Exprimons-nous sans faux-fuyant : Renaud Camus fit l’apologie de la pédophilie et ne la condamne toujours pas. Au nom de l’« in-nocence », fallacieux concept qui recouvre l’indicible, il appela de ses vœux la libération du désir des enfants des entraves de la famille et de la société.
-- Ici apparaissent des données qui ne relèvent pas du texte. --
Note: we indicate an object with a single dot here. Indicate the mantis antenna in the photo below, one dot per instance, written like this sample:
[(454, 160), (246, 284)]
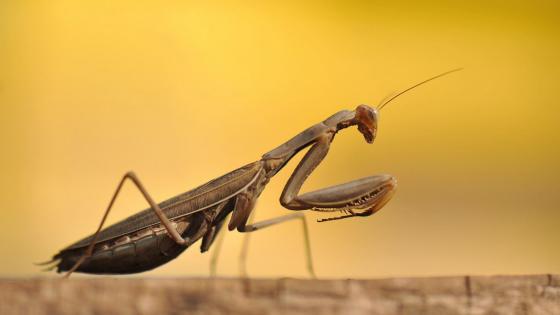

L’apologie de la pédophilie est définitivement un avatar de la subversion cosmopolitique.

 

Conclusion

En désacralisant l’innocence et l’enfance, en vantant des comportements délictueux, voire criminels, en portant aux nues l’un des pires vices de l’humanité, le cosmopolite, immoraliste invétéré, inflige un coup de taille à la morale, à la famille et à la civilisation, tous biens que nous, hommes de droite, ennemis des cosmopolites, chérissons. L’apologie de la pédophilie s’inscrit donc dans un système, lequel porte un nom : le cosmopolitisme, ou idéologie cosmopolitique.

Ce sujet crucial, par lequel nous constatons les progrès de la saine réaction (aujourd’hui, la pédophilie fait scandale et est presque unanimement condamnée), nous permet de faire le tri entre les défenseurs et les ennemis de la civilisation, entre les véritables pourfendeurs de la décadence et les hypocrites qui l’alimentent en dupant les hommes de droite et en se faisant passer pour ce qu’ils ne sont pas.